Luci stopped at the first intersection, head lifting. His ears angled toward the left corridor. His body went still for half a second, then he turned decisively to the right.
Zubair followed immediately, without question.
Lachlan watched the wolf’s movement, understanding what Zubair was doing. Not trusting the animal because animals were noble. Trusting it because Luci’s instincts were aligned with what mattered. The wolf was a tool, and right now it was the best one they had.
"Keep up," Hattie called behind them, like they were on a casual tour.
Psycho laughed softly. "She thinks we’re slow."
Lachlan didn’t answer. He was counting exits, angles, ways the corridor could turn into a trap. Not because he feared being trapped. Because traps had to be accounted for, dismantled, used.
They moved deeper.
The lab doors here weren’t labeled with names. They were numbered. Coded. Reinforced with locks designed to keep out everything Hope Sanctuary pretended didn’t exist. Observation windows were shuttered from the inside, metal plates welded over glass.
Someone had built these corridors with the expectation that the thing inside them would try to leave.
Now it had.
Luci’s nose worked steadily, drawing in information the others couldn’t read. He paused at a door, sniffed the seam, then moved on. He paused at another, ears twitching, then continued. His pace never became frantic.
He wasn’t panicking. He was tracking.
A faint sound drifted down the corridor ahead.
Not a scream.
A cough.
Wet, controlled, repeated.
The kind of cough people tried to hide when they knew the sound would get them killed.
Psycho’s smile sharpened. "Someone’s still alive."
Zubair didn’t speed up. He tightened.
That was worse. It meant his restraint was thinning.
They rounded the next corner and found the source.
A man crouched in the shadow of a control alcove, one hand pressed to his mouth as he coughed into his palm. His eyes went wide when he saw them, and he scrambled backward, trying to put distance between himself and what he’d recognized.
He wasn’t a civilian.
He wore a lab jacket, but there was a security badge clipped to his collar.
He looked like someone who knew what these corridors were for.
"Wait—" the man rasped, voice breaking. "Please, I can— I can tell you—"
Lachlan’s lightning snapped out.
Not into the man’s chest.
Into the wall beside his head.
Sparks exploded, showering the alcove in white-hot fragments. The man screamed and threw his arms up instinctively, flinching away from the sudden light.
Lachlan stepped closer, face cold.
"You can’t tell us anything," Lachlan said. "Because you don’t matter."

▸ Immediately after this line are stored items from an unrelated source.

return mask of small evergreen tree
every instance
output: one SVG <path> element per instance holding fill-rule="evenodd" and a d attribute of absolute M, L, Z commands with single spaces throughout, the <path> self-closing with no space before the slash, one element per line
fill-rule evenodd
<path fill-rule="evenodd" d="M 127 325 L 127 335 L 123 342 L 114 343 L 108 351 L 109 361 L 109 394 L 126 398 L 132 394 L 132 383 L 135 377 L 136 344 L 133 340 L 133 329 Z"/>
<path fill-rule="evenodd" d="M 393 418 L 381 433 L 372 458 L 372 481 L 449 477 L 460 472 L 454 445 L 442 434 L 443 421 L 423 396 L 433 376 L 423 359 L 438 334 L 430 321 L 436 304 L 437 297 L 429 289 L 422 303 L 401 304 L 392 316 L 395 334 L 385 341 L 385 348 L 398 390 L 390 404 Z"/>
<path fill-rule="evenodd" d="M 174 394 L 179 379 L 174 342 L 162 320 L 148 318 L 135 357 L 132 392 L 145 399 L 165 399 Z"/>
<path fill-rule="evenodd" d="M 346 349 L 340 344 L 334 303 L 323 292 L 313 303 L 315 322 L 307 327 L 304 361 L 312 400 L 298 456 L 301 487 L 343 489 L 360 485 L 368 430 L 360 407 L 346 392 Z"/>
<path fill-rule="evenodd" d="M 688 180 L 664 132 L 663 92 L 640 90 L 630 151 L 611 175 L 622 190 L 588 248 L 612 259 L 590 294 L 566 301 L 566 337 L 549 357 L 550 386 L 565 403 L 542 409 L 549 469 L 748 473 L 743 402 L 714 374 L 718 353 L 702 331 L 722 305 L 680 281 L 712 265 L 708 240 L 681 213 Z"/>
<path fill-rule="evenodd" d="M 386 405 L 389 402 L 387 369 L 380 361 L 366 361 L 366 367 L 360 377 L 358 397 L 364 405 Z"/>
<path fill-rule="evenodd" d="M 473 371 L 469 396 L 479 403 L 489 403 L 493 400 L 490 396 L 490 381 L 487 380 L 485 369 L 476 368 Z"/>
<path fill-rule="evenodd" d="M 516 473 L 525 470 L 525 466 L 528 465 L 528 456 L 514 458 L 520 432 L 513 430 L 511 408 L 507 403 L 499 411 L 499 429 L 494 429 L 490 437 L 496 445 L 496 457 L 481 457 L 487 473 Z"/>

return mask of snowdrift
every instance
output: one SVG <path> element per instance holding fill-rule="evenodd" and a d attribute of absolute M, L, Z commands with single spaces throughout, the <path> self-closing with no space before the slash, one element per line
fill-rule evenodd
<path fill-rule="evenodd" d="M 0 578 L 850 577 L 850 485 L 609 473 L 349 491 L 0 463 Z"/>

The man’s eyes darted to Zubair, desperate. "She— she’s down here— they took her—"
Zubair was already moving.
His hand closed around the man’s throat with casual strength, lifting him just enough that his feet scraped the floor. Heat shimmered faintly, not burning yet, but present, making the man’s skin flush and sweat instantly.
"Where," Zubair said, voice low, and it wasn’t a question. It was a function demanding an answer.
The man choked, hands scrabbling at Zubair’s wrist. "I— I don’t— I don’t know—"
Zubair’s heat spiked.
The man screamed as his throat blistered from the inside. The sound became a wet gargle. His eyes bulged, then rolled back.
Zubair released him and the man dropped in a heap, smoking faintly at the mouth.
No one commented.
No one reacted.
Hattie stepped around the corpse as if it were furniture and peered down the corridor where Luci had already turned again.
"Mmm," she hummed. "They always say they don’t know. It’s funny how often that’s true."